Poppy Z. Brite
In an old car rocking down a North Carolina highway with the radio on so loud you can’t hear the music… Behind a dusty Georgia carny show… In a mausoleum in Baton Rouge, or in an alley in Calcutta… Here wanderers come to rest, the lost and lonely press their bodies up against each other, the heat rises, flesh yields, bones are barred, blood spills. This is the landscape of today’s most brilliant young horror writer, Poppy Z. Brite. Now, in a collection that sings like cutting edge rock n’ roll and shows the deft touch of a master storyteller, Poppy Z. Brite weaves her unique spell of the erotic, the frightening, and the forbidden…
Early on, Poppy Z. Brite’s style of modern Southern Gothic horror rivaled that of fellow New Orleans dweller Anne Rice, but never seemed to find as big a reader base. Which is a shame, as during Brite’s horror period presented stories that didn’t shock you so much as it slithered over your skin and burrowed deep into your brain like a parasite that slowy made you go insane. Yeah, it was that kind of horror fiction.
This collection of short stories began life in the UK under the title Swamp Foetus.
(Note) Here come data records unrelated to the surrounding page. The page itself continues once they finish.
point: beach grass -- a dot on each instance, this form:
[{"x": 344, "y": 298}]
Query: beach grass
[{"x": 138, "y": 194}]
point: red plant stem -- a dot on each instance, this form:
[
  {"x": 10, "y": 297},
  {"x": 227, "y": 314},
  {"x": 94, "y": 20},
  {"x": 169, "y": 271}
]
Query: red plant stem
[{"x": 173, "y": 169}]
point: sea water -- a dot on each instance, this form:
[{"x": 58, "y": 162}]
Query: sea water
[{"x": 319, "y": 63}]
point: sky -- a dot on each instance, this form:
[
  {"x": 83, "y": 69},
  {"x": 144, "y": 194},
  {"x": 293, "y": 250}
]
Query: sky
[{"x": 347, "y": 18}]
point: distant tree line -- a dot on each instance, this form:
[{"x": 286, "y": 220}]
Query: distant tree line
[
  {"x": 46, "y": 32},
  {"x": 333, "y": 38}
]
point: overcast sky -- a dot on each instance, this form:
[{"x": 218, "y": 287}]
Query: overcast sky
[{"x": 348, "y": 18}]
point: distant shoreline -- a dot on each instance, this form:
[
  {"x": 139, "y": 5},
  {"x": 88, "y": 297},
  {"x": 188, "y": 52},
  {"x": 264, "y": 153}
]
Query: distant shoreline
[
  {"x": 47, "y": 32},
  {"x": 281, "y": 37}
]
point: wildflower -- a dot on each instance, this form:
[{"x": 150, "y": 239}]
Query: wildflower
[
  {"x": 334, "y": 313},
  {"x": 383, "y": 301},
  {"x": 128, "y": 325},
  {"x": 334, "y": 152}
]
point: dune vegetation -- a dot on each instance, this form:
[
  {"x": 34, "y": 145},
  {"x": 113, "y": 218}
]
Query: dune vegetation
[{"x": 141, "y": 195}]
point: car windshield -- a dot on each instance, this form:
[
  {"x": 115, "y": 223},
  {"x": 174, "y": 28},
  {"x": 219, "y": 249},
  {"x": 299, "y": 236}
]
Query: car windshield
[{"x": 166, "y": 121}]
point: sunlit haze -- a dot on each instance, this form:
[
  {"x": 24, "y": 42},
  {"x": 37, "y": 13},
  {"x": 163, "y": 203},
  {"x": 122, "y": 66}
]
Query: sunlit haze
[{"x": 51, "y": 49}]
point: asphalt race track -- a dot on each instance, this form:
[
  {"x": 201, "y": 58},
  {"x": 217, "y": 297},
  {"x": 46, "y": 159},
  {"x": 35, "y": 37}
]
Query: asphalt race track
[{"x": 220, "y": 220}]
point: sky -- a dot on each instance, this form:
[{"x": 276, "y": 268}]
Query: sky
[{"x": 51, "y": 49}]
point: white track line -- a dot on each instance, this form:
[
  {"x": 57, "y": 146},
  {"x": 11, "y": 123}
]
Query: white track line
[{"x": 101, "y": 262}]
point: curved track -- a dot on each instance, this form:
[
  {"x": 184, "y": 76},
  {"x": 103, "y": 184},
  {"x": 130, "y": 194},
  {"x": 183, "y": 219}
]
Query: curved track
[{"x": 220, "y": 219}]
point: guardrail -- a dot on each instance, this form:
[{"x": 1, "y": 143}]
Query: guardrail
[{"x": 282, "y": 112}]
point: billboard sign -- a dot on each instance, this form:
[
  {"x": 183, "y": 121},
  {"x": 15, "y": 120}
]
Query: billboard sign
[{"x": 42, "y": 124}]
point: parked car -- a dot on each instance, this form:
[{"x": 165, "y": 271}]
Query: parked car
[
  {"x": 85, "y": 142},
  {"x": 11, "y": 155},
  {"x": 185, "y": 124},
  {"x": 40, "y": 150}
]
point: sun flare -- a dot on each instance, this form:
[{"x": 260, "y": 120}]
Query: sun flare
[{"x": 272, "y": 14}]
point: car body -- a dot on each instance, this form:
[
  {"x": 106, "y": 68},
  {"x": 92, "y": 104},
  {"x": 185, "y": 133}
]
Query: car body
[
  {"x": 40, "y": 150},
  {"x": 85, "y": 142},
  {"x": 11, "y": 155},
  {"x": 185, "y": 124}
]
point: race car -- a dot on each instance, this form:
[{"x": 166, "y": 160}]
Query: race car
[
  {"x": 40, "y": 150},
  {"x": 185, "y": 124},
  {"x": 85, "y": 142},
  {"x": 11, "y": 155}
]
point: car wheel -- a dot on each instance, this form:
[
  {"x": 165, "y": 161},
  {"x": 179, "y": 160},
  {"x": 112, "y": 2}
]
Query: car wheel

Although it’s the third publication for the author, it’s worth noting that the stories are early works, written between 1986 and 1992. With them, you can see the progression of the writing style that would eventually typify the full-length novels.
Of note, there are a couple of stories here–“Angels” and “How to Get Ahead in New York”, the later of which is quite the black comedy pun–that feature the appearance of Steve and Ghost, characters that are familiar to those who have read Lost Souls and Drawing Blood, and since I read Lost Souls before rescuing Wormwood from the Goodwill I spotted this in, it was a bit of a squee on my part. Yeah, I admit it. This is also the first place I read the now-classic zombie story “Calcutta, Lord of Nerves” (if one is to judge “classic” standing by how many times it’s been included in other anthologies).
Overall, Wormwood (as is the version I got, in mass-market paperback) was a very engrossing collection of early short dark fantasy fiction by Poppy Z. Brite. It shows the flashes of brilliance the author would unleash on future novels; if you happen to come across this, pick it up and curl up for a few hours of creeping horror goodness.